Теперь их лица разделяло менее фута, и желание сократить это расстояние до нуля вытеснило все остальные мысли.

– Спасибо.

– Пожалуйста. Сам я рисовать совершенно не умею. Не согласились бы вы сделать для меня рисунок Дэнфорта?

– С удовольствием. По правде говоря, когда он помчался и наш кабинет, я как раз заставляла его позировать мне.

– И вы пошли следом за ним.

– Совершенно верно.

– И теперь вы здесь. Пьете чай. Со мной. – Он говорил это таким тоном, что у нее мурашки по коже пробежали.

– Да, теперь я здесь, – сказала она.

«И мое колено прижато к вашему, а ваша рука держит мою руку. И мое сердце бьется так сильно, что мне кажется, будто вы слышите его удары».

– Но где же ваш этюдник?

Ей потребовалось несколько секунд, чтобы вспомнить.

– Я оставила его в вашем кабинете. На кресле возле камина.

– Понятно. Это объясняет, почему я не заметил его раньше.

– Правда? Каким образом?

– Я был слишком занят тем, что смотрел на вас.

Сначала она подумала, что он шутит, но в его напряженном, серьезном взгляде не было и намека на поддразнивание.

Часть ее существа, принадлежащая мечтательнице, которую она в течение более двух десятков лет безжалостно подавляла в себе, но которая втайне жаждала услышать именно те слова, которые он только что произнес, изо всех сил пыталась вырваться из своих оков и насладиться этими лестными словами и его горячим взглядом, от которого замирало сердце.

Но тут подала голос другая ее часть – прагматичная, лишенная сентиментальности – и сурово предупредила: «Не будь дурочкой, не позволяй себе поддаваться влиянию всего этого вздора и не вкладывай слишком много смысла в его слова».

Правильно. «Не будь дурочкой». Она подавила вздох.

– Смотрели на меня? Неужели я испачкала лицо углем?

Он покачал головой:

– Нет. По правде говоря, ваша кожа… – отпустив ее руку, он провел пальцами по ее щеке, – восхитительна.

– Ошибаетесь, она вся в веснушках от солнца.

– Ах да, на свежем воздухе вы любите снимать шляпку. Сейчас, при свете солнца, я отчетливо вижу их. Но на мой взгляд, этот крошечный недостаток вас совершенно не портит. Наоборот, глядя на ваши веснушки, хочется прикоснуться к каждой золотой точке. – Он медленно провел пальцем по ее щеке и переносице.

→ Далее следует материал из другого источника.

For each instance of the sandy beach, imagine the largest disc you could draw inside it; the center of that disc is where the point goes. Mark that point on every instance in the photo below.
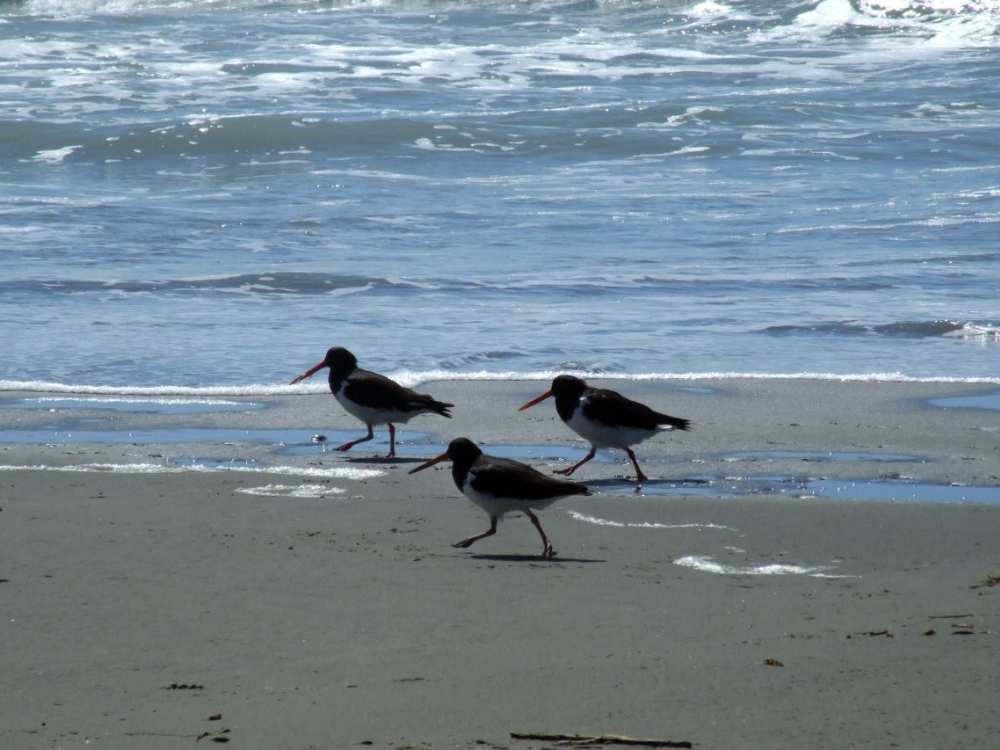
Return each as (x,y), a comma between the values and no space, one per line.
(149,601)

«Он, должно быть, что-то хочет, – предупредил внутренний голос. – И использует все свое немалое обаяние, чтобы попытаться получить это».

На основе своих наблюдений она знала, что джентльмены частенько употребляют лесть, чтобы добиться своих целей. По правде говоря, она и сама собиралась воспользоваться этой уловкой, чтобы получить у него информацию.

Но что, черт возьми, может он хотеть от нее? Наверняка не информацию. Едва ли она знает что-нибудь такое, что могло бы заинтересовать его. Едва ли также ему просто захотелось женского общества, потому что в этом случае он направил бы свое обаяние на Эмили, Джулиан ну или Каролину. Нет, должна быть какая-то другая причина. Но какая?